L'un des critères communs à la transmission d'une QPC au Conseil d'État ou à la Cour de cassation et au renvoi d'une QPC au Conseil constitutionnel est que la disposition législative « n'a pas déjà été déclarée conforme à la Constitution dans les motifs et le dispositif d'une décision du Conseil constitutionnel, sauf changement des circonstances » (articles 23-2 et 23-4 de l'ordonnance du 7 novembre 1958 modifiée portant loi organique sur le Conseil constitutionnel). Dans la décision n° 2009-595 DC du 3 décembre 2009 (Loi organique relative à l'application de l'article 61-1 de la Constitution), le Conseil constitutionnel a relevé qu'en réservant le « changement des circonstances », cette deuxième condition « conduit à ce qu'une disposition législative déclarée conforme à la Constitution dans les motifs et le dispositif d'une décision du Conseil constitutionnel soit de nouveau soumise à son examen lorsqu'un tel réexamen est justifié par des changements intervenus, depuis la précédente décision, dans les normes de constitutionnalité applicables ou dans les circonstances, de droit ou de fait, qui affectent la portée de la disposition législative critiquée ».
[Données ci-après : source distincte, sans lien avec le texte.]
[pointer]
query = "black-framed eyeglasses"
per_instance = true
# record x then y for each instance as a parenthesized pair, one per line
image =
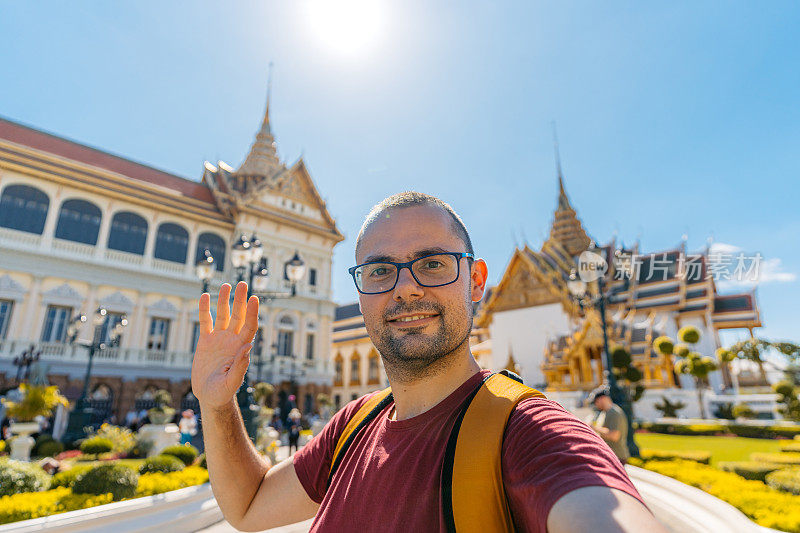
(433, 270)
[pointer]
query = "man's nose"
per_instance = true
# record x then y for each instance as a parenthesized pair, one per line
(407, 287)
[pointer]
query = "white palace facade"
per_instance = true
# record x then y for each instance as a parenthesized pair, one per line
(82, 229)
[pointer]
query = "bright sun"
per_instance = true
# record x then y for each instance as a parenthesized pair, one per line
(347, 27)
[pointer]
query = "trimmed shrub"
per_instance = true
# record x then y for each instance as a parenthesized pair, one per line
(157, 482)
(782, 458)
(97, 445)
(664, 455)
(161, 463)
(749, 469)
(67, 478)
(119, 480)
(16, 476)
(785, 480)
(186, 453)
(761, 503)
(49, 448)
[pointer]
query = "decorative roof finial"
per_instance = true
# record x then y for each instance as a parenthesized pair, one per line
(563, 201)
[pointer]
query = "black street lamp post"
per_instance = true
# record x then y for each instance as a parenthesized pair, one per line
(25, 360)
(577, 289)
(248, 259)
(82, 414)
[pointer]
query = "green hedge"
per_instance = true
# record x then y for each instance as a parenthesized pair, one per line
(763, 504)
(97, 445)
(750, 469)
(119, 480)
(161, 463)
(781, 458)
(67, 478)
(790, 446)
(786, 480)
(187, 453)
(663, 455)
(16, 476)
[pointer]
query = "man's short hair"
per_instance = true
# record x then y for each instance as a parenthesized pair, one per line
(413, 199)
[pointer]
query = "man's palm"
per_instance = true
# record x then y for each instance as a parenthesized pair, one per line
(222, 354)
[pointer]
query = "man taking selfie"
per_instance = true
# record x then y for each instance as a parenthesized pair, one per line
(420, 457)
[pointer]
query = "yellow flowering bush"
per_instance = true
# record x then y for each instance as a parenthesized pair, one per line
(27, 505)
(764, 505)
(159, 482)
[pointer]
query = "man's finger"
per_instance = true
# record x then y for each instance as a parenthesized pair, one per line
(205, 313)
(251, 320)
(239, 301)
(223, 307)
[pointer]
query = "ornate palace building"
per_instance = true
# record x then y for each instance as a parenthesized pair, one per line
(82, 229)
(559, 346)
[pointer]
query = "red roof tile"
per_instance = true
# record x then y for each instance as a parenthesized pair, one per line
(52, 144)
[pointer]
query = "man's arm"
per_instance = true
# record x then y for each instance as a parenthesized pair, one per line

Avant la QPC, le Conseil constitutionnel avait déjà recours à la notion de « changement des circonstances » dans le contrôle a priori. Ainsi dans la décision n° 2008-573 DC du 8 janvier 2009 ( Loi relative à la commission prévue à l'article 25 de la Constitution et à l'élection des députés), il est revenu sur la règle imposant un nombre de deux députés minimum par département en invoquant un changement des circonstances de droit (le maximum de 577 députés fixé par le code électoral sur le fondement de l'article 24 de la Constitution) et un changement des circonstances de fait (l'augmentation non homogène de la population sur le territoire).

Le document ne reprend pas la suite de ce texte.